There is no supernatural being or mythic deity by the name of Mammon. However, it is the Syriac and Hebraic word for 'riches', and according to some accounts, 'surety' or 'that in which one puts financial trust'.

It strikes me that when we put God and Mammon together as an antagonistic pair, we are also putting a qualitative paradigm and a quantitative one in opposition. God is uncountable, beyond measure, and willing to deal with absolutes; Mammon is that which must be counted, measured and evaluated exactly in order to mean anything to anybody.
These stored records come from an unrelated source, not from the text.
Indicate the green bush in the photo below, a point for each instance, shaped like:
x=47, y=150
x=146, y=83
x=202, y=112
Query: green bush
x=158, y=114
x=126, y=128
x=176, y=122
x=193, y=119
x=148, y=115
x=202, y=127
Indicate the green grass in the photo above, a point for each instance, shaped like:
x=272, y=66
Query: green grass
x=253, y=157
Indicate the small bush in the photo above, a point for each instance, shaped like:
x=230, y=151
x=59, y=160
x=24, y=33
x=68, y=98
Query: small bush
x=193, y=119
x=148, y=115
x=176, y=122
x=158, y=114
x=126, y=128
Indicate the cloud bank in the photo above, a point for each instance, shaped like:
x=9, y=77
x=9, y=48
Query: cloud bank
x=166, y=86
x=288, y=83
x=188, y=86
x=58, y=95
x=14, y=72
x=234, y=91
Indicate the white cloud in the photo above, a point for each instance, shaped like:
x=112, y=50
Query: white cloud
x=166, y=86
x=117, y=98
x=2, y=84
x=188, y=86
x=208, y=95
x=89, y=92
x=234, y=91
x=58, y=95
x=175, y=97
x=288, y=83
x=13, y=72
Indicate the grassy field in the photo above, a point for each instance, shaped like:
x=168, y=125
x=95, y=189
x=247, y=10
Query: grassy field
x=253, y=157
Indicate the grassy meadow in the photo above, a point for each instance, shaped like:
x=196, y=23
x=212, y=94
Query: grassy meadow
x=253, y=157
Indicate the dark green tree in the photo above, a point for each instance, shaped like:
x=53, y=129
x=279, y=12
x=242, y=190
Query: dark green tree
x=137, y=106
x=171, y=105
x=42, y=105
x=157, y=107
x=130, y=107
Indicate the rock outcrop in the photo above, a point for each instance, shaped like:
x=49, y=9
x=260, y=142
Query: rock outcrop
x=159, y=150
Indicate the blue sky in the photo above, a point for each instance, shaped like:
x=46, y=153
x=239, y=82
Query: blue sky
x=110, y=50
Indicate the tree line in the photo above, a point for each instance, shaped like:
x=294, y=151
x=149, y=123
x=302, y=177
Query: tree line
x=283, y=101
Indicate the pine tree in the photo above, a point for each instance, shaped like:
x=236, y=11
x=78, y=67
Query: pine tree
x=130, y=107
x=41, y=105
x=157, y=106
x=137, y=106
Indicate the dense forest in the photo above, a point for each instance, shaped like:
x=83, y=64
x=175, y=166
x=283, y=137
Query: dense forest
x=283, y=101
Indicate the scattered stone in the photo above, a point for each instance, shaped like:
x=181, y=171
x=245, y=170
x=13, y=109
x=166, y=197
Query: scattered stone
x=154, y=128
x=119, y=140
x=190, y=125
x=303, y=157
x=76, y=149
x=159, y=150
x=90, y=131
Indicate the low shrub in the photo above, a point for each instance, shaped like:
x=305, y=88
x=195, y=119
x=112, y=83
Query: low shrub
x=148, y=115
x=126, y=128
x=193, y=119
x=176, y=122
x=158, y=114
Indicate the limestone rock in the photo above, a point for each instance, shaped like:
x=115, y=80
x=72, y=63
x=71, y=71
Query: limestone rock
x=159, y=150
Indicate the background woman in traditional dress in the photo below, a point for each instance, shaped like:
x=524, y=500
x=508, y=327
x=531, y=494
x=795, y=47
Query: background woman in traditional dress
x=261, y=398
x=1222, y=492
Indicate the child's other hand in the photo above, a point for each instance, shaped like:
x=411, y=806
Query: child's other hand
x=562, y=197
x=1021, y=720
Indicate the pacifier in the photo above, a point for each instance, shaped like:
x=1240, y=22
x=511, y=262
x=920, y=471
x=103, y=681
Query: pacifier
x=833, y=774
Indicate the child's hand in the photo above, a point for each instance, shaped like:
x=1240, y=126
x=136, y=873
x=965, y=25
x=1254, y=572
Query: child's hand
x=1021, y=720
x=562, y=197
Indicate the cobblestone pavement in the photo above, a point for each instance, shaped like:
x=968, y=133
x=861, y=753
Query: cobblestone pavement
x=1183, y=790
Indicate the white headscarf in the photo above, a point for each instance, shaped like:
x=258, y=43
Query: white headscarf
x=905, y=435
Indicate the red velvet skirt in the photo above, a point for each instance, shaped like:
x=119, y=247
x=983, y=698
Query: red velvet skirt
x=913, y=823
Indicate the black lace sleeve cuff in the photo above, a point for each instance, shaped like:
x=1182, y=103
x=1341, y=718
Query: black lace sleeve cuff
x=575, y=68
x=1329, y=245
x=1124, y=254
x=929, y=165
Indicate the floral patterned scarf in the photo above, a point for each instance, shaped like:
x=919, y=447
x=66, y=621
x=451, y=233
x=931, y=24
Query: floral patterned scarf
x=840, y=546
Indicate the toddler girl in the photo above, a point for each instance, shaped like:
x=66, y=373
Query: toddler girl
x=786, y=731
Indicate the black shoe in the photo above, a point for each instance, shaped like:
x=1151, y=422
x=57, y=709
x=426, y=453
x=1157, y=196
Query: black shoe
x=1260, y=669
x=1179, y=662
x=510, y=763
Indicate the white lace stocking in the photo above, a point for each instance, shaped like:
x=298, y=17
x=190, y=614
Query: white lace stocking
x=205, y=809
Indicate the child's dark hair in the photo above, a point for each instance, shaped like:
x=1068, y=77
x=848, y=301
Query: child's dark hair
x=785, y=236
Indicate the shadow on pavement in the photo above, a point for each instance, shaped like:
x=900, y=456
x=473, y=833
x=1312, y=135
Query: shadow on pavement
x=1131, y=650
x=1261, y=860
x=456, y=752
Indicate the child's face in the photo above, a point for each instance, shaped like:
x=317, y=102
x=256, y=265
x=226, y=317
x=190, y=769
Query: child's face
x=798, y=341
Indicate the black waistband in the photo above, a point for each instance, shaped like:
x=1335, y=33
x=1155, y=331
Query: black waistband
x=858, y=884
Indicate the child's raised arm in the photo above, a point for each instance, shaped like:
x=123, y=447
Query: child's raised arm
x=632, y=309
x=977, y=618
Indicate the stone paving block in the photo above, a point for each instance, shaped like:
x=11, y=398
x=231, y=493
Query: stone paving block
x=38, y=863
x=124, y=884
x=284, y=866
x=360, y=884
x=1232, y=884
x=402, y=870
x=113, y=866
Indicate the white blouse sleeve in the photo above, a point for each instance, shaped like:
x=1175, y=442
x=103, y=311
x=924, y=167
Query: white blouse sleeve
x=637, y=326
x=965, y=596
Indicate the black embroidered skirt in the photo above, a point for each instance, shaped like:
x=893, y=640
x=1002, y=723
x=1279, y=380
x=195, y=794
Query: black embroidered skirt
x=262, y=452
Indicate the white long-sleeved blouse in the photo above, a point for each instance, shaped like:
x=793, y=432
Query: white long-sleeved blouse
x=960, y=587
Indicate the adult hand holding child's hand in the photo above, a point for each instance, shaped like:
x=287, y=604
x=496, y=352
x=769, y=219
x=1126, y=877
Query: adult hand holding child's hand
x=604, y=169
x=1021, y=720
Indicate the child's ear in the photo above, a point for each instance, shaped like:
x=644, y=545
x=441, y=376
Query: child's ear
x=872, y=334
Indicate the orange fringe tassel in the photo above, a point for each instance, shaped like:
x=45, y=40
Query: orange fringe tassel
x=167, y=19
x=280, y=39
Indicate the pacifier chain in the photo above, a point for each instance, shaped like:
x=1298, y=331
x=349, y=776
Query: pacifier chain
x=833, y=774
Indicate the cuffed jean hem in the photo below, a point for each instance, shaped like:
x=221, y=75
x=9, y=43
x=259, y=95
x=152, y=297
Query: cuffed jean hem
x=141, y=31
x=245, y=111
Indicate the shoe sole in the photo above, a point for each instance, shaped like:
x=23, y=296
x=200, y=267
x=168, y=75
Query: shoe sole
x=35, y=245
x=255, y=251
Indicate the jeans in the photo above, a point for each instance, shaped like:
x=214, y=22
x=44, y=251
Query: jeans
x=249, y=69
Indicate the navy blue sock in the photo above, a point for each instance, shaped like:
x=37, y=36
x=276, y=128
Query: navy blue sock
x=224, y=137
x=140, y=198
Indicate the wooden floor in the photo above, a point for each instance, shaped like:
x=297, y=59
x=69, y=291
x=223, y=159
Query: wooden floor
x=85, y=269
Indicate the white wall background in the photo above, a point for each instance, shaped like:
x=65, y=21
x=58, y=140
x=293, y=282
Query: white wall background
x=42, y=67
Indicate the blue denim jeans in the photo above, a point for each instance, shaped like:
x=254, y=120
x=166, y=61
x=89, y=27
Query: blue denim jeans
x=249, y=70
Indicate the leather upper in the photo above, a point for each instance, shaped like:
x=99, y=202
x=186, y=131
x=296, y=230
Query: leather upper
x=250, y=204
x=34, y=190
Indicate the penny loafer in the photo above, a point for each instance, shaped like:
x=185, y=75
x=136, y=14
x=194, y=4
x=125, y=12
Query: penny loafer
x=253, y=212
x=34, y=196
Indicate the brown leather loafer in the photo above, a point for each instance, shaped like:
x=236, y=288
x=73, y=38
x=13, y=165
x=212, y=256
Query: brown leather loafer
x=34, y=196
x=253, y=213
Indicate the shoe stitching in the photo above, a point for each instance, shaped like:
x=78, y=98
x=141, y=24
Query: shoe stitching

When we educate a child so that values are inculcated and that pupil learns to develop those values (within the context of personal limitations and circumstances), it is qualitative development. When we educate a child so that the score on Test 1 is evaluated as a baseline such that the score on Test 2 is seen as 'improvement' or 'decline', that is using a Mammonistic approach — we have put faith in numbers which may not actually reflect the growth of a human being.

Perhaps that is why Christians are told to not conform to the world — it isn't a call to be unworldly, but to be non-conformist: to not easily lend oneself to description by numbers and words, or to not be controlled by the formal rubrics of human society. If everything is numbers, then we shall cast a wary eye over numbers and make sure they are servants and not masters.
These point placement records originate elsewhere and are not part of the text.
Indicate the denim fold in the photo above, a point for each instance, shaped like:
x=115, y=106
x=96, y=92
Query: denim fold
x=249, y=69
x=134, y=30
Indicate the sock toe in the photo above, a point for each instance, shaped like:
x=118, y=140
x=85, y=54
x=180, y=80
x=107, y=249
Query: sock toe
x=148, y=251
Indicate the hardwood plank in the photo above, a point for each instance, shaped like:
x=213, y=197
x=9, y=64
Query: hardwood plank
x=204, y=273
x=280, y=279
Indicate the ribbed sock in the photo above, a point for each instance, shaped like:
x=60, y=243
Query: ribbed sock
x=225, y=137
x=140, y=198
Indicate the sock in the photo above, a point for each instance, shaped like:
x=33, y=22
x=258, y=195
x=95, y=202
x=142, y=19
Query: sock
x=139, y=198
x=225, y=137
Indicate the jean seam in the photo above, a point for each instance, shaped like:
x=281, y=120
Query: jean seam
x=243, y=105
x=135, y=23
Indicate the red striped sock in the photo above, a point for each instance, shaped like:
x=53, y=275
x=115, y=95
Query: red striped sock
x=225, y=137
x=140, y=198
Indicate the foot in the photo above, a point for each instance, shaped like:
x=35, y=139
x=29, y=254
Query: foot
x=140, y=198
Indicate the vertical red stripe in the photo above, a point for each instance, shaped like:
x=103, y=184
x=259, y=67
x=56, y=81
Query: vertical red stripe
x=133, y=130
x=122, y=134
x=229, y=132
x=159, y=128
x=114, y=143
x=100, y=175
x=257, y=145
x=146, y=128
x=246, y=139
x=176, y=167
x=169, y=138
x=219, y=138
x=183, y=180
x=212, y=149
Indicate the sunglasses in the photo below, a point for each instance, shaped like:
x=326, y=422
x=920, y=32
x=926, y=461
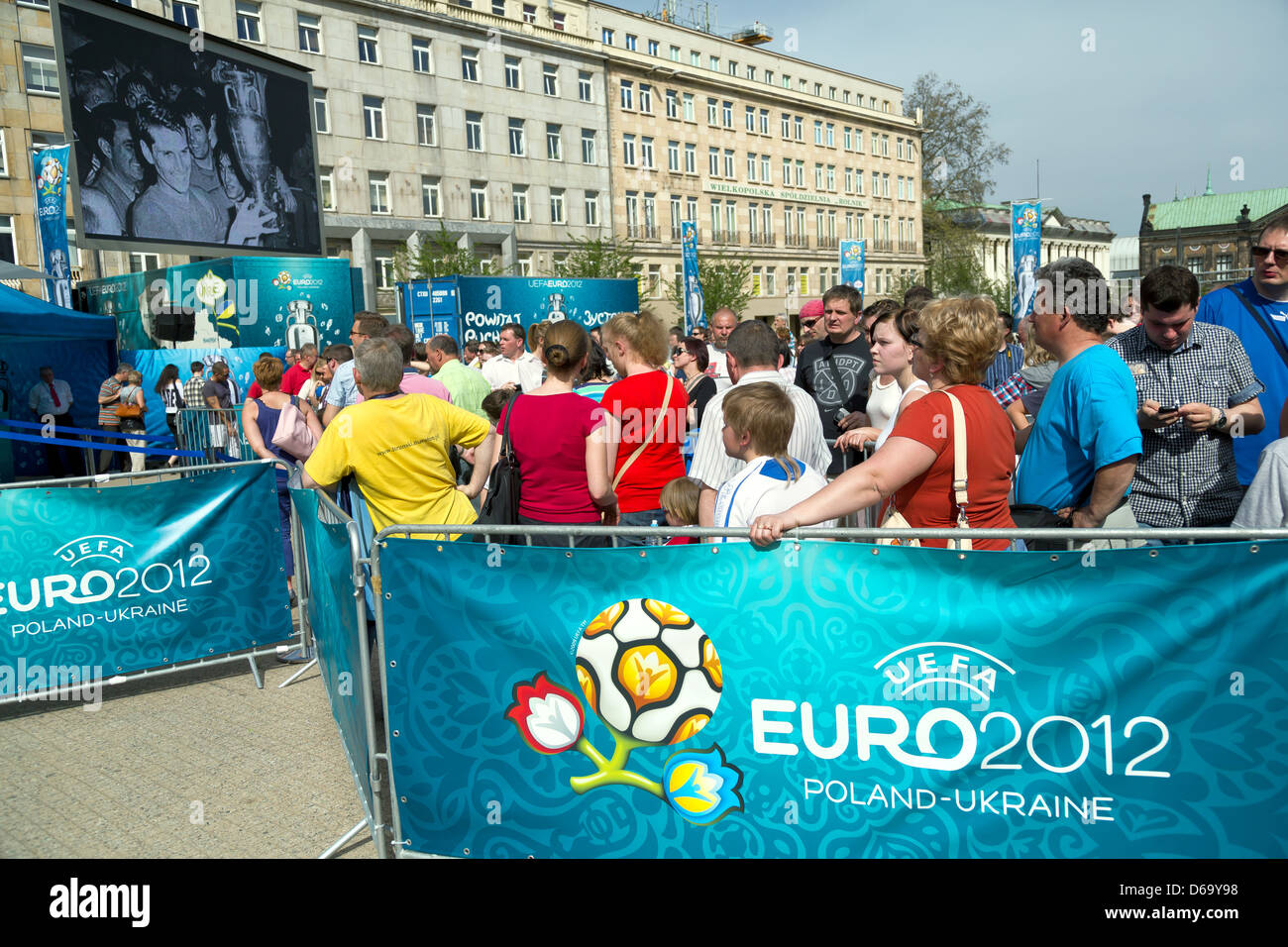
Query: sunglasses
x=1280, y=257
That is not to say that science and engineering are of no value. On the contrary, they are supreme in their sphere of producing results that are eminently reproducible. We can have faith in switching on a light or in walking over a bridge. We can use the methods of the quantitative without fear. But we should be very, very careful in using those methods to handle the individuals we teach.

It is a simple argument even for non-theists: since humans are vastly different and very complex, specific means of evaluation and education are likely to have statistically measurable effects, but they are unlikely to have the same effects for each individual. Hence, when we use quantitative manipulations on humans, no single real human is likely to be optimally developed by those manipulations.

Then again, since humans are vastly different and very complex, we have to put our faith in something if we are to imagine that education is of use. And some education, as far as we have been able to see, indeed looks to be of great use.

How then to decide whether Mammon is of any use at all in education? The answer is a simple one: in Luke 16, the righteous are told to make righteous use of unrighteous Mammon — for if one is unable to be trustworthy with quantitative wealth, how can one be trustworthy with that which is more valuable?

And that is why we have to deal with both as honestly as we can, serving God and measuring Mammon — rendering to each its appropriate due.